The cd opens with Shredded Humans which takes about 20 seconds to actually start, but this is the sound that band would go on for many cds to come and this is classic CC right here. First though, some will notice the production is slightly thinner/weaker than the other cds from the band, but i mean really, this is their debut & it did come out in 1990. Traces of the Sepultura influence show here, at least to me. I see it a lot in the riff work & the drumming. At 3:00 I can just picture hearing Max growling, slaves...of pain!!

Edible Autopsy (hmmmmm autopsy...) is next and as a change, the band has written a ballad!

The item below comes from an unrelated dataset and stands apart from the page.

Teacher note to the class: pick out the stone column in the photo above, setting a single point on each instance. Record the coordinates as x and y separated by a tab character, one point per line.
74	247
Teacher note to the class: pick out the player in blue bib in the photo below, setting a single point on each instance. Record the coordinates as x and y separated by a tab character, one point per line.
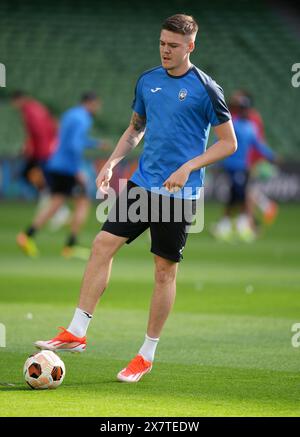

Ok seriously, this is pure CC, meaning its similar to the song before it and the song after it. Theres nothing wrong with that though. This song has a repeated riff though during the first part and it gets kind of annoying, but Chris helps with this as his vocals come in and the song changes. It has a few good headbanging moments.

I won't go through every song on here. This is a good cd though, like I said, there is some thrash to be found in here. The song titles as over the top as any of the other cds, though it just sticks to death/gore related lyrics and we haven't touched upon the porno songs yet, like what will show up on Tomb of the Mutilated. Also, after this cd, the vocals get more brutal and the music becomes much more death metal. This is maybe my fave CC cd, though I still love all the ones with Chris Barnes. If you need a stepping stone to get into CC, start with this cd. If you like it, then move on to the heavier stuff from the band. Some more of the Sepultura influence shows up again, like in Skull Full of Maggots, but only musically. The solo in Rotting Head is Slayer all the way.

best songs imo: Shredded Humans, Mangled, Rotting Head & Buried in the Backyard.